Statistical Analysis

The 95% CIs for raw rates of opioid misuse and chronic opioid use were computed using the exponential survival model. To calculate adjusted estimates of rates of opioid misuse and chronic opioid use, we used inverse probability of treatment weighted Cox proportional hazards regression models to assess the implication of all opioid exposures.

All prescription drugs and diagnoses that occurred in at least 0.05% of patients and family members in the presurgical period were considered as covariates. We then used penalized logistic regression (Lasso)36 to screen the presurgical diagnoses and drugs of interest for covariate adjustment, which included sex of patients and family members, year of surgery, presurgical diagnoses for patients and family members, and quantity and duration of classes of prescription drugs. Lasso propensity score models were estimated using all covariates from the initial screening models.
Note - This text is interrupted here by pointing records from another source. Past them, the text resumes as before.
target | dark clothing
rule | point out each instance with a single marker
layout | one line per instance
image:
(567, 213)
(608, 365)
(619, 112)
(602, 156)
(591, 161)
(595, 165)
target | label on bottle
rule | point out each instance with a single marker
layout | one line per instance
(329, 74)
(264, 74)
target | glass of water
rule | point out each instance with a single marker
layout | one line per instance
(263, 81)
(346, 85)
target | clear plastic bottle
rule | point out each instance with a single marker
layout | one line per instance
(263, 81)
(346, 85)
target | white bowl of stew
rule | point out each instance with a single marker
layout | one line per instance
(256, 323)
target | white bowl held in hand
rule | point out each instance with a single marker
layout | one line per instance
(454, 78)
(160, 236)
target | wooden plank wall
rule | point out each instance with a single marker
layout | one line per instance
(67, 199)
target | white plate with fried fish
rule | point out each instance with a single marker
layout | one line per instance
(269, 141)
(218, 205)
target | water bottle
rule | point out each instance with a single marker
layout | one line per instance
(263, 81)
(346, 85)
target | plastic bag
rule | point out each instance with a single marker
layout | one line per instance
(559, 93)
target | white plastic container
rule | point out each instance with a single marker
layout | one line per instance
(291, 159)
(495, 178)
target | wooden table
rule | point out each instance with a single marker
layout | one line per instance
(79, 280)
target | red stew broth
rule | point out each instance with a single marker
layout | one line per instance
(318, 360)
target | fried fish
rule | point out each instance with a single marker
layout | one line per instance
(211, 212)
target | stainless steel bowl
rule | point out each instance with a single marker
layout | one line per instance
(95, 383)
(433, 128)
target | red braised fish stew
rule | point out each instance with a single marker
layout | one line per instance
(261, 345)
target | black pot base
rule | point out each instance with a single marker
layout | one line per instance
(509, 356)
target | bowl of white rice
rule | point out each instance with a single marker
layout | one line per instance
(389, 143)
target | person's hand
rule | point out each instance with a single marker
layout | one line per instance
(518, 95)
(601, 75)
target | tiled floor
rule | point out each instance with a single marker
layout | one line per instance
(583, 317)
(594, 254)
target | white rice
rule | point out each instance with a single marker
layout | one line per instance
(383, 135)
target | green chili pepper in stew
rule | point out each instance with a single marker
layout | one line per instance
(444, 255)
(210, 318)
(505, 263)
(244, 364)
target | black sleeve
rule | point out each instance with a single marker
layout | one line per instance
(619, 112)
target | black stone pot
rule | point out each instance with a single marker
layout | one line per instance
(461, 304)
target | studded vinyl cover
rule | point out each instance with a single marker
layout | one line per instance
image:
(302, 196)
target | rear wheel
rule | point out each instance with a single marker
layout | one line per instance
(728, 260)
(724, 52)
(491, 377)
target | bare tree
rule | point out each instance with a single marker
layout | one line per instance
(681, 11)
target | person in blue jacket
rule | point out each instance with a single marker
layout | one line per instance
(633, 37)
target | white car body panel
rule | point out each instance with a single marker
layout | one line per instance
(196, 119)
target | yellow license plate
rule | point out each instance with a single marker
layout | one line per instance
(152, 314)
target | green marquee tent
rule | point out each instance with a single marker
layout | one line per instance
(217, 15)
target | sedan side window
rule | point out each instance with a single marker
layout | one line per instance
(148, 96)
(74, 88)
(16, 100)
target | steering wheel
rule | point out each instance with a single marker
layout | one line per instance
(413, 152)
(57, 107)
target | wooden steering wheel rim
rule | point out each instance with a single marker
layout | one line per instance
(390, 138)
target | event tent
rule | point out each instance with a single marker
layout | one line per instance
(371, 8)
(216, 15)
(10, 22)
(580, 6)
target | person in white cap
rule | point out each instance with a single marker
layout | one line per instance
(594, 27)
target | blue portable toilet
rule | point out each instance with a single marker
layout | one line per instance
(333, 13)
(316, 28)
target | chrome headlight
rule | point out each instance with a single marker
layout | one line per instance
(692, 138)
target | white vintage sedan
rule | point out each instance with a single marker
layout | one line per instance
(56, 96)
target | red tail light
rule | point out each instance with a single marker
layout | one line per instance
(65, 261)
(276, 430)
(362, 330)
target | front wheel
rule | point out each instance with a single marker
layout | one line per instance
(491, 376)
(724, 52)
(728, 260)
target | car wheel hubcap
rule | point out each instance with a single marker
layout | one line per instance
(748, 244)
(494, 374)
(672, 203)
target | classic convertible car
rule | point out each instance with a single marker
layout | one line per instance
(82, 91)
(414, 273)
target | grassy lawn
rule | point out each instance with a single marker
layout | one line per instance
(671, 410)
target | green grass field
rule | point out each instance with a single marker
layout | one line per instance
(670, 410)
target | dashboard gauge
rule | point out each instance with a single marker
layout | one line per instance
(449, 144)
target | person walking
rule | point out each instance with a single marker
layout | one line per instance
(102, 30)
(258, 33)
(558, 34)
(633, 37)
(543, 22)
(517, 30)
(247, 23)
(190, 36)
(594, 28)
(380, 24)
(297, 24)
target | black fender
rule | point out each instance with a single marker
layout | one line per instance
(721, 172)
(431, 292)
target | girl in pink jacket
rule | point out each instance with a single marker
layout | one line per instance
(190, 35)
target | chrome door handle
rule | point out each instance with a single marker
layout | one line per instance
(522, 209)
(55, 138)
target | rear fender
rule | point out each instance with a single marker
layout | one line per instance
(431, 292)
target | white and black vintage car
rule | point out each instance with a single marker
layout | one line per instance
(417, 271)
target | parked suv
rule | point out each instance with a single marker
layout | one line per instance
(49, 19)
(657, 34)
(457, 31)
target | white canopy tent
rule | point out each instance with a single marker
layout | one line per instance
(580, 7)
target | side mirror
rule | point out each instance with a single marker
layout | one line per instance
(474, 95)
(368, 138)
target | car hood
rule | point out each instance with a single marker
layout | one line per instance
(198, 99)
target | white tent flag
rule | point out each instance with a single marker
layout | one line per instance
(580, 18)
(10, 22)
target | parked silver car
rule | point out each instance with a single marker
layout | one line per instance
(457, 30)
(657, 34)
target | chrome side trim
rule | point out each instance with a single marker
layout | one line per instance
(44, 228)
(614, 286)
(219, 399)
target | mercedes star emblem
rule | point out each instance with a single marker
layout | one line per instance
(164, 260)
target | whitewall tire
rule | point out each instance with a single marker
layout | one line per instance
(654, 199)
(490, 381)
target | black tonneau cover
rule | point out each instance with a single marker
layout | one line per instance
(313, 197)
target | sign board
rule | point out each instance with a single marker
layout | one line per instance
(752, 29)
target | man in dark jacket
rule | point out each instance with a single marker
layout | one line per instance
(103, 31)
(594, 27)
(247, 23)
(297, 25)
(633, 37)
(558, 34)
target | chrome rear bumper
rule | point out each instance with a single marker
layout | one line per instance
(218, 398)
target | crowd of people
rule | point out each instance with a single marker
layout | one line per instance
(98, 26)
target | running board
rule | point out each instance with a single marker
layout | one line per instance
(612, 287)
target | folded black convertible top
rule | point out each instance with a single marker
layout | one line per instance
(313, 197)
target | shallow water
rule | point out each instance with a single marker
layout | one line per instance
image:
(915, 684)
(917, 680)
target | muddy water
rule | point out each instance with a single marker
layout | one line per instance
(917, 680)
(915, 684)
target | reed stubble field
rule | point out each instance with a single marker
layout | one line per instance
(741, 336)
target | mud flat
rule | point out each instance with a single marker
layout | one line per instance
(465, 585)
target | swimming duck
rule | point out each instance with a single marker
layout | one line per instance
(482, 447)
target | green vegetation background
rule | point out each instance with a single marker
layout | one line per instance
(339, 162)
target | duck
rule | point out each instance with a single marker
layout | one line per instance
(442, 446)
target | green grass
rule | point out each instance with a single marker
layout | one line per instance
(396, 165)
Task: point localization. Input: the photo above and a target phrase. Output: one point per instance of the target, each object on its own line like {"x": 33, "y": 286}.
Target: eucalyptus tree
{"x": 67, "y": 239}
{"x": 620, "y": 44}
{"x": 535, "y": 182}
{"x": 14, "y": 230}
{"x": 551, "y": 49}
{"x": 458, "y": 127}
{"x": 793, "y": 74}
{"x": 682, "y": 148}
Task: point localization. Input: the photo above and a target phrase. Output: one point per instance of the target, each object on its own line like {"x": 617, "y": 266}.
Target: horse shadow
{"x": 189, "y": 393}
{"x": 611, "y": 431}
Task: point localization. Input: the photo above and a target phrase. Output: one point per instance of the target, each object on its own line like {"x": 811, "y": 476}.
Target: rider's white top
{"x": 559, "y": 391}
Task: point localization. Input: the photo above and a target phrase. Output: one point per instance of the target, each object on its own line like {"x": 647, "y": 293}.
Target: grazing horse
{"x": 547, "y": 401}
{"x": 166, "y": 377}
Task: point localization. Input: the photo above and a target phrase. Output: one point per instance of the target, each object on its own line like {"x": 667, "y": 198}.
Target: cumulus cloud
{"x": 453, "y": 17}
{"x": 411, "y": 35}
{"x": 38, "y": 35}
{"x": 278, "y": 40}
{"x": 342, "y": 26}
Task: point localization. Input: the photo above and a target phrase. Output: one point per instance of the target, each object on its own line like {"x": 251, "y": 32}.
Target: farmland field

Propensity scores were used to calculate the inverse probability of treatment weights that were incorporated into the Cox proportional hazards regression models, from which we estimated hazard ratios (HRs). Models included the exposure of interest and any covariates from the propensity score model that were found to be imbalanced after weighting (eTables 17 and 18 in the Supplement). No interactions were considered. Censoring occurred in these models because of loss or change of coverage under the same insurer, which may occur owing to death, health plan disenrollment, or changes in insurance coverage.

Age-specific associations with opioid misuse and chronic opioid use were estimated using weighted generalized additive models. Generalized additive models are a type of generalized linear model that can be fit to complex nonlinear relationships while retaining sufficient interpretability to estimate the associations between variables.37 Generalized additive models were weighted in a similar fashion as the Cox proportional hazards regression models to perform covariate adjustment. The eMethods in the Supplement provides power calculations and more statistical details.

An α = .05 was considered statistically significant. All analyses were 2-tailed and performed in R, version 3.3.1 (R Foundation for Statistical Computing), and were conducted from January 1 to November 30, 2018.

Results

A total of 525 524 patients and 772 611 family members were included in this study, resulting in 843 531 unique pairs of patient and family member. Most pairs included female patients (445 456 [52.8%]) and male family members (442 992 [52.5%]), and a plurality of pairs included patients in the 45 to 54 years age group (249 369 [29.6%]) and family members in the 15 to 24 years age group (313 707 [37.2%]) (Table). This cohort was derived from a total of 772 676 patients with other covered family members in their household who satisfied the requirements for insurance coverage. Patients (identified as those who underwent surgery) were associated with a total of 1 308 312 family members, for a total of 1 801 164 patient and family member pairs; some patients had multiple family members, and some family members were associated with multiple patients. Exclusions were made for family member enrollment, age, opioid misuse diagnosis, and presurgical opioid use; eFigure in the Supplement provides a full breakdown of exclusions.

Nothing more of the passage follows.